Daher besuchte die Ministerin das auch von Deutschland geförderte Projekt „Matbakh el Kell“ („Küche für alle“), eine Gemeindeküche, die Essen ausgibt und kurzzeitige Arbeitsplätze für Menschen in Notlagen schafft. In den vergangenen 16 Monaten wurden dort den Angaben zufolge 330.000 Mahlzeiten für Menschen bereitgestellt, die besonders von der Explosion im Hafen betroffen waren.

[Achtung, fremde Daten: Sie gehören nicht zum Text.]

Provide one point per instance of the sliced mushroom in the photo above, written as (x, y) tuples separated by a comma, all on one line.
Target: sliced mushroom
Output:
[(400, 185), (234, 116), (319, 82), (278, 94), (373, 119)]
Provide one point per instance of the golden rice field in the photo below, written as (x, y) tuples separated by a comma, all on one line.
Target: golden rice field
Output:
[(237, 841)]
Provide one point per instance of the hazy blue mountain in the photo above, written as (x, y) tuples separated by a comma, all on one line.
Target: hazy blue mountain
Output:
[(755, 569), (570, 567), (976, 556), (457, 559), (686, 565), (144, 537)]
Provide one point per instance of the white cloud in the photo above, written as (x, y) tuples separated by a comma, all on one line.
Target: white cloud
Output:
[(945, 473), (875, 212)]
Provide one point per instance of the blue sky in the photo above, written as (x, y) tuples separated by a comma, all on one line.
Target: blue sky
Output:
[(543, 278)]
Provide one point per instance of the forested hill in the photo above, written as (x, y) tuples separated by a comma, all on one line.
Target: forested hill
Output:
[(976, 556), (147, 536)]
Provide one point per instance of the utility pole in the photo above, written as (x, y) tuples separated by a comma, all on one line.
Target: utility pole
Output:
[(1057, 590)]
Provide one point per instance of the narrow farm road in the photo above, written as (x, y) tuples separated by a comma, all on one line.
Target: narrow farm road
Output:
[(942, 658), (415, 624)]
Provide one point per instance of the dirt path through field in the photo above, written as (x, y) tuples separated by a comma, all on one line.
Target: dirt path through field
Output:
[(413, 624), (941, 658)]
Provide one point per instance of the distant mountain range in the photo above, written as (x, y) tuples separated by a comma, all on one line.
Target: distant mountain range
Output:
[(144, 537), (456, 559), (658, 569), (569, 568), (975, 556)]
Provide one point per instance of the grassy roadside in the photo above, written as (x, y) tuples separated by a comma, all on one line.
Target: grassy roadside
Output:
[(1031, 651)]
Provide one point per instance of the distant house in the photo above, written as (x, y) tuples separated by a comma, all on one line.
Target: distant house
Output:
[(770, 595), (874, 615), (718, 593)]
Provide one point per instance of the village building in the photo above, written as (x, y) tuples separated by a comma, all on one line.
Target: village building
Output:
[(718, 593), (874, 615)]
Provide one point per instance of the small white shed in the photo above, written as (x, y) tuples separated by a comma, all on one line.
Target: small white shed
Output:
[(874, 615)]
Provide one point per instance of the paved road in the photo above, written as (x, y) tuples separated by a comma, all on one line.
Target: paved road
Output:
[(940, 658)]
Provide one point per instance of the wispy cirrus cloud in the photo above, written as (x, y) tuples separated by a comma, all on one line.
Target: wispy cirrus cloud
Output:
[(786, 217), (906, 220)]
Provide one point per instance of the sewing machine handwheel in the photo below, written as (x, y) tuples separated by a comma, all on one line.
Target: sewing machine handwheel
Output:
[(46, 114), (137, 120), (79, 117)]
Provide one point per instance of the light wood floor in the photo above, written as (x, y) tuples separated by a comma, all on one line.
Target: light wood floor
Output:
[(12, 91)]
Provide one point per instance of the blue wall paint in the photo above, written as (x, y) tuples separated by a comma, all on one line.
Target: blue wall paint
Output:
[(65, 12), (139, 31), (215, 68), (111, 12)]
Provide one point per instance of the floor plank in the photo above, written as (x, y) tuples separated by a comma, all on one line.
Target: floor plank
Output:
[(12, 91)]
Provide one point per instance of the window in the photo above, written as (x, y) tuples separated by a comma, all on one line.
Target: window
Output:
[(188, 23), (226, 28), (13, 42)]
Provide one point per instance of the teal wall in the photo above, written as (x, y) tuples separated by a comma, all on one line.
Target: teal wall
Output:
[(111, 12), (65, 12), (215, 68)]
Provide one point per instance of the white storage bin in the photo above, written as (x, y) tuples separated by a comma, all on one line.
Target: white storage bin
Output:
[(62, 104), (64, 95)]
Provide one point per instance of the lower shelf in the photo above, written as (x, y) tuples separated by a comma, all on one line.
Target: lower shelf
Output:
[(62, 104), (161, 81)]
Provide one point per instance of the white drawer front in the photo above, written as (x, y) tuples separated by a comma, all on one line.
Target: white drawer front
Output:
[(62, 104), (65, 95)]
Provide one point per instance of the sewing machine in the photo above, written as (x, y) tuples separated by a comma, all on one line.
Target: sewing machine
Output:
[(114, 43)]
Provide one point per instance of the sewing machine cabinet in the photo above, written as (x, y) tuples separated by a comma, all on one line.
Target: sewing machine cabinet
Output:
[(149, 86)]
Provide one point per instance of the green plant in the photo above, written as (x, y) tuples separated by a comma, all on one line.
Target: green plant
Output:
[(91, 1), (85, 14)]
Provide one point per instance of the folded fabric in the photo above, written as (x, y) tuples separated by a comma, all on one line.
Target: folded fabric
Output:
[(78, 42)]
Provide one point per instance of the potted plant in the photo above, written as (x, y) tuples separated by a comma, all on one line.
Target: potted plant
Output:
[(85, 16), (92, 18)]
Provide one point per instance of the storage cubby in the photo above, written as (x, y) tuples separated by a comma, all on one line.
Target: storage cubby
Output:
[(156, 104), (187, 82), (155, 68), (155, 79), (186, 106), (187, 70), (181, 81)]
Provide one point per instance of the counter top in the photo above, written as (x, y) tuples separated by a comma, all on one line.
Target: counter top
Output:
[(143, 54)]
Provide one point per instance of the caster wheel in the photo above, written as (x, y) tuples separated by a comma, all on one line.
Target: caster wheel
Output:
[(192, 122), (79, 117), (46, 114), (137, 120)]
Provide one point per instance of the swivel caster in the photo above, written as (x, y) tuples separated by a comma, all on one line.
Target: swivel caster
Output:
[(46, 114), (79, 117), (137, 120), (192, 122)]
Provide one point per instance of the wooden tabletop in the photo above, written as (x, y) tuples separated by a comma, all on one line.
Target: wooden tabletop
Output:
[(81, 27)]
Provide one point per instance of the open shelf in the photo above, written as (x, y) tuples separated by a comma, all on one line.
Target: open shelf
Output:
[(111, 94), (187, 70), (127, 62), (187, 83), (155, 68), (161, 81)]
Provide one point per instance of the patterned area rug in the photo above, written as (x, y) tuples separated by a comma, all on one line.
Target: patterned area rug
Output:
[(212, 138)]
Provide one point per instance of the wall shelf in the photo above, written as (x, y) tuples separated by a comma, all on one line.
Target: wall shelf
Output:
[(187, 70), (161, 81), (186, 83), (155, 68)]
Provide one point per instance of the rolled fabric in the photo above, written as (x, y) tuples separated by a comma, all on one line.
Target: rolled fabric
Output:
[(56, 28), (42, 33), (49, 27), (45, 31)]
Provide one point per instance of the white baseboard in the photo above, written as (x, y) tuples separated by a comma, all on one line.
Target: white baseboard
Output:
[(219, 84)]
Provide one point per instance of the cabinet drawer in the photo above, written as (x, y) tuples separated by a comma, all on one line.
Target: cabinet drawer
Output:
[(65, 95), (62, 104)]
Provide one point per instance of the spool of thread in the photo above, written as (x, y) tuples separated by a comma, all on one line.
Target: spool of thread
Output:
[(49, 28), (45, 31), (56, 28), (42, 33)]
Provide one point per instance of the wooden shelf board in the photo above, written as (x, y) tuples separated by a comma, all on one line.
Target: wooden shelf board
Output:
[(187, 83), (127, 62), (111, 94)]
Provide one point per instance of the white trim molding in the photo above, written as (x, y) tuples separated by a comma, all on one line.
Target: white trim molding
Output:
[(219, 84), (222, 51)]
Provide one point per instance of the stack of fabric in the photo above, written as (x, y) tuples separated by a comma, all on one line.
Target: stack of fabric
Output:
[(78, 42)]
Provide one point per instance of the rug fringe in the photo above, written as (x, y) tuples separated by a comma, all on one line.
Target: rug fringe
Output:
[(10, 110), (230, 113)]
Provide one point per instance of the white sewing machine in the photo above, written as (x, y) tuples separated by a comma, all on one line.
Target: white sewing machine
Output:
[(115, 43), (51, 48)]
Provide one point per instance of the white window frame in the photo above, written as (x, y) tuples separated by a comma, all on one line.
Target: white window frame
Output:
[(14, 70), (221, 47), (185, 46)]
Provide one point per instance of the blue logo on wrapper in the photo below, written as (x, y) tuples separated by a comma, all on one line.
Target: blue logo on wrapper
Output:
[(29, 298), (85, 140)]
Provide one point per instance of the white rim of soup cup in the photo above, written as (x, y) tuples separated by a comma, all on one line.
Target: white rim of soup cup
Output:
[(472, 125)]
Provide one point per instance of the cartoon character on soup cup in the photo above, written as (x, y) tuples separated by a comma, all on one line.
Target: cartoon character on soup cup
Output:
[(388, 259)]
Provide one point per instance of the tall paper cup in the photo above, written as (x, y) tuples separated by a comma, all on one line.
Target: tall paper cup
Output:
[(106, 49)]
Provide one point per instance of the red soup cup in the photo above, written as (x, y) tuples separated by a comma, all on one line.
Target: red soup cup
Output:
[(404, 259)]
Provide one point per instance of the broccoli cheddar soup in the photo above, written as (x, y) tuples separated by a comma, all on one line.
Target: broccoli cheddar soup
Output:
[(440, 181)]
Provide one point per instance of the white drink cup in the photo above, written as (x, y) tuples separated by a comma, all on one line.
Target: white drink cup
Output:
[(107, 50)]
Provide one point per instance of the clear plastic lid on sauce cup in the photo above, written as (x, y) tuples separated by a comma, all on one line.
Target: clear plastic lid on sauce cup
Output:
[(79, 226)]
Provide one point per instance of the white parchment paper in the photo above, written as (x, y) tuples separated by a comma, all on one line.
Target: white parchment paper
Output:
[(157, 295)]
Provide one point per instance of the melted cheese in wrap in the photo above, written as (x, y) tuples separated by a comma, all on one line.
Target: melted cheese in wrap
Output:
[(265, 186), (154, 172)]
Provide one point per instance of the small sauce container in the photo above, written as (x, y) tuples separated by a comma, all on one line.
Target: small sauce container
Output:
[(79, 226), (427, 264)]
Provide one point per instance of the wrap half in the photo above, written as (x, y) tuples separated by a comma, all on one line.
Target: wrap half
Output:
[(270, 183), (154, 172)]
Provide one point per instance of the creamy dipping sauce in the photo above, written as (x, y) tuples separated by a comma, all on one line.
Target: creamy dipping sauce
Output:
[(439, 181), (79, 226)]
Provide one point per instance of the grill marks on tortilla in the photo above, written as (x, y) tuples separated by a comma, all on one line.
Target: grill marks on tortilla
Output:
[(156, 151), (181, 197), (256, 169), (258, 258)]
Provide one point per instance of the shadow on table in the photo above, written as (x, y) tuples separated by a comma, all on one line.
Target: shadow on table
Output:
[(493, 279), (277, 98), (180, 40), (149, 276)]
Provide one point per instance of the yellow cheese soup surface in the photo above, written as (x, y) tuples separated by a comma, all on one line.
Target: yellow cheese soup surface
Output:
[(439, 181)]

Das Projekt ist in einem Gebäude nahe dem Hafen untergebracht, maßgeblich beteiligt ist die lokale Nichtregierungsorganisation „Souk El Tayeb“. Die Mitgründerin der Organisation, Christine Codsi, erzählte, wie sie nach der Explosion in dem völlig verwaisten Stadtviertel Mar Mikhael die Gemeindeküche und auch den zerstörten Bauernmarkt an einem neuen Standort aufgebaut habe. Sie sagte, dies habe Hoffnung verbreitet. Danach seien viele Menschen wieder in das Viertel zurückgekommen.

Der Libanon wurde seit 2012 laut Entwicklungsministerium mit rund 2,6 Milliarden Euro von Deutschland unterstützt, davon seien rund 1,7 Milliarden Euro aus dem Entwicklungsetat geflossen. Im Mittelpunkt stünden dabei Flüchtlinge und besonders gefährdete Libanesinnen und Libanesen. Das Fünf-Millionen-Einwohner-Land Libanon hat mehr als eine Million Flüchtlinge aus Syrien aufgenommen. Hinzu kommen etwa eine halbe Million palästinensischen Flüchtlinge, die seit Jahrzehnten dort leben.

Am Montag steht der Besuch Schulzes bei weiteren Hilfsprojekten auf dem Programm. Am Nachmittag reist die Ministerin nach Addis Abeba, wo die Afrikanische Union ihren Sitz hat.